Mais c’est déjà trop tard.

Le couloir des tableaux devint tout à coup glauque, rempli de souvenirs qu’on préfèrerait oublier. Une émotion doucereuse flottait entre eux trois. Peut-être n’auraient-ils préféré ne rien savoir ? Déjà, elle sentait la réprobation de Pierre embaumer l’espace.

— Judy, tu vas…, commença Nathanaël.

Judy se tourna à demi avec un air désolé et dévala les escaliers.

— Je vais.

Elle s’arrêta à l’intersection qui menait soit à sa chambre soit au salon. Le salon était désert et Judy en profita pour sortir dehors sans que personne ne la remarque, mise à part Nathanaël et Pierre, peut-être.

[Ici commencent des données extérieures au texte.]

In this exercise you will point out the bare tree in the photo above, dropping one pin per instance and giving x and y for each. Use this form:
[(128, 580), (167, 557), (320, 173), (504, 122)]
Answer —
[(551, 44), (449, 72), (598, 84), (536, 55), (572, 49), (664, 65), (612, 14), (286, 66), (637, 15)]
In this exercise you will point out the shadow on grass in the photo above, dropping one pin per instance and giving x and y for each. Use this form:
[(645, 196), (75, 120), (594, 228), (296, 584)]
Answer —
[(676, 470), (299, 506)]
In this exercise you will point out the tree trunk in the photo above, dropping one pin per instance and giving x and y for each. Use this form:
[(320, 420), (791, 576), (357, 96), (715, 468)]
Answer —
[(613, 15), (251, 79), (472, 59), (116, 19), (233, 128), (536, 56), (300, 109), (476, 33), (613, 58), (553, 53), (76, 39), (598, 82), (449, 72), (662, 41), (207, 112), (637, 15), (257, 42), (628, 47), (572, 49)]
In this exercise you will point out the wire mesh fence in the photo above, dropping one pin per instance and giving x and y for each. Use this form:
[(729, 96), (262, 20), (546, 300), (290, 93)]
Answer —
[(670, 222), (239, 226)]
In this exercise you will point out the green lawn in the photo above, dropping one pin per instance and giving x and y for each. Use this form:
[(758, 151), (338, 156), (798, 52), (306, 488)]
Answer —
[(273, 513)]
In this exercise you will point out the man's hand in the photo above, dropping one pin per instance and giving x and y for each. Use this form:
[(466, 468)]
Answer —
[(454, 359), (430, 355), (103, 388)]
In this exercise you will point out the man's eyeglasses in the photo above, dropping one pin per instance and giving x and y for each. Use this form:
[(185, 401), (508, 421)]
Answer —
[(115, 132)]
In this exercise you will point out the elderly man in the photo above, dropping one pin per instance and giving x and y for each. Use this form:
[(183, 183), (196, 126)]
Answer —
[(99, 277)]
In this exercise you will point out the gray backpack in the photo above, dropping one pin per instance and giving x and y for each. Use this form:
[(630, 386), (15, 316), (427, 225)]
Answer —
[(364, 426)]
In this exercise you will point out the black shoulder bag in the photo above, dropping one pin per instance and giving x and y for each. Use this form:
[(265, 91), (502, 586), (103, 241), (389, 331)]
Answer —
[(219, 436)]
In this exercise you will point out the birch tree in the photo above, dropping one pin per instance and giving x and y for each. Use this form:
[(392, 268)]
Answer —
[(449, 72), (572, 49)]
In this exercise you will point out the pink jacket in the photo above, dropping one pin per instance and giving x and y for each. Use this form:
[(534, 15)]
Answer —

Le ciel se couvrait, grisâtre, et l’atmosphère était lourde sans être chaude. La forêt de pins entrecoupée de chênes, s’étendait quelques mètres en contrebas, et descendait progressivement vers la mer.

Les cailloux craquaient entre l’herbe sèche et ses semelles. Elle adorait ce son : doux, réel... Il lui rappelait les petites randonnées que son père et elle faisaient quand elle était encore petite et qu’ils ne passaient pas encore leurs journées à réparer sans relâche des objets en métal avec des rouages pour payer les factures. Elle l’appellerait toujours papa.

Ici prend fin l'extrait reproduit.